Ia menegaskan bahwa upaya pembinaan akhlak anak-anak harus sejalan dengan identitas lokal.
Pendekatan keras ala militer dianggap tidak relevan di tengah masyarakat yang menjunjung tinggi nilai religius dan kekeluargaan.
“Tujuannya sama, membentuk karakter. Tapi caranya kita sesuaikan dengan kultur Ciamis,” katanya, sembari menyelipkan gurauan, “Da urang Ciamis mah hade-hade.”
Sekolah Rakyat dan Peluang Ekonomi Baru
Pada forum yang sama, Herdiat juga memaparkan rencana pembangunan Sekolah Rakyat di kawasan Maloya.
Lahan seluas 10 hektare telah disiapkan, meski kebutuhan proyek hanya 5,8 hektare.
Program ini, yang diinisiasi pemerintah pusat namun sepenuhnya akan dikelola pemda, tidak hanya menjadi solusi pendidikan alternatif.
Herdiat optimistis, keberadaan sekolah tersebut akan menggerakkan roda ekonomi lokal, khususnya bagi pelaku UMKM, sekaligus meningkatkan Pendapatan Asli Daerah (PAD).
“Tim pusat sudah datang. Verifikasi selesai. Tinggal perkuatan lewat Perbup. Ini bukan hanya soal pendidikan, tapi juga peluang ekonomi,” katanya.
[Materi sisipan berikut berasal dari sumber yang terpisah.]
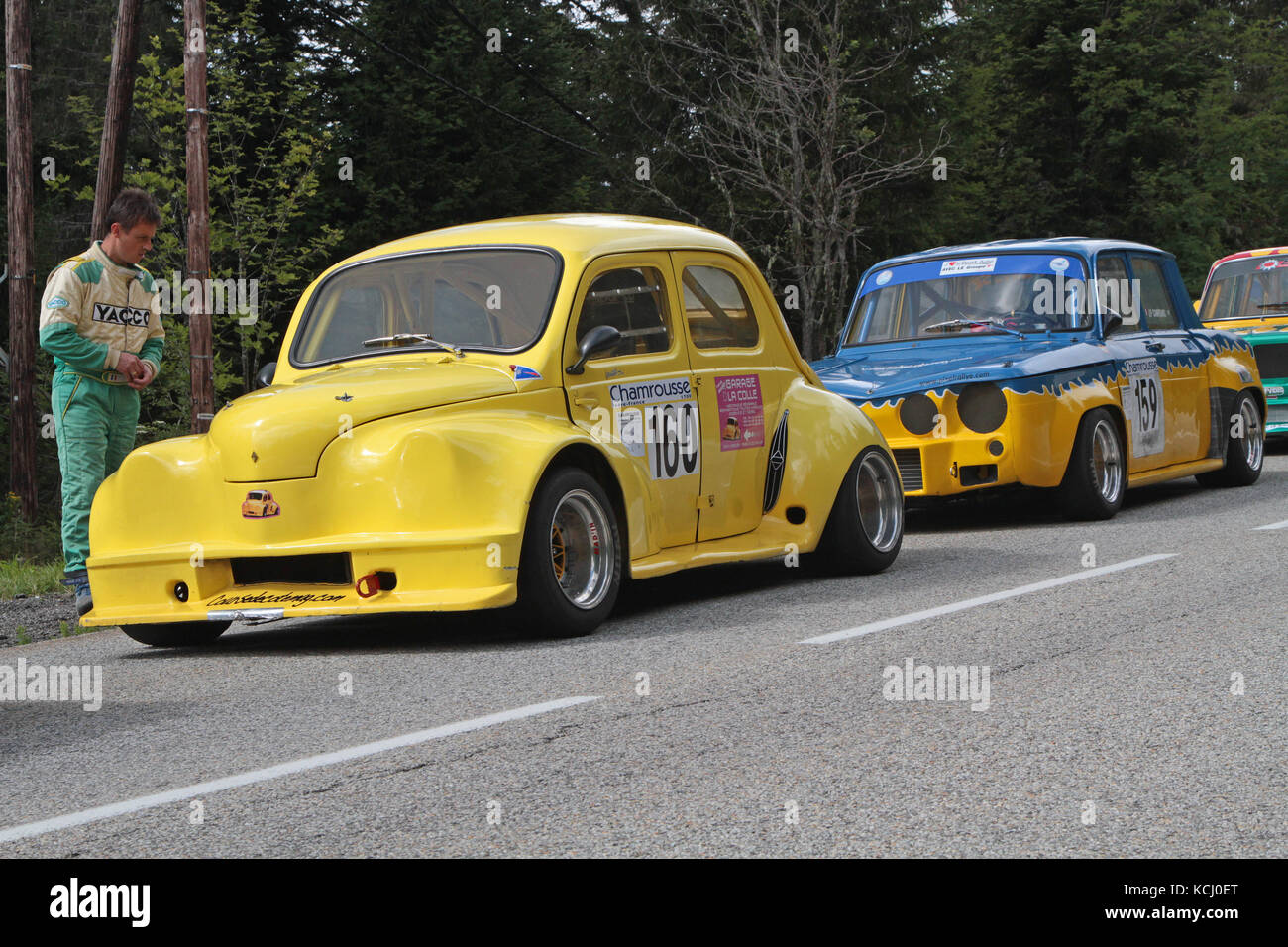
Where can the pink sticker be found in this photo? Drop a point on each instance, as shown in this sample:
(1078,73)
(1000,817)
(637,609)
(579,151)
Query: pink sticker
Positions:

Musrenbang RPJMD: Saatnya Anak Muda Bersuarakan Masa Depan
Musyawarah Perencanaan Pembangunan (Musrenbang) kali ini bukan hanya soal angka dan dokumen teknokratik.
Forum ini juga, menjadi ruang inklusif ketika Ketua Forum Anak Kabupaten Ciamis mendapat panggung untuk menyampaikan aspirasi generasi muda.
Mereka menuntut pemenuhan hak anak, perlindungan yang lebih kuat, dan partisipasi nyata dalam perumusan kebijakan.
“Ini momentum penting. Anak-anak bicara, dan kita wajib mendengar,” ujar salah satu peserta Musrenbang.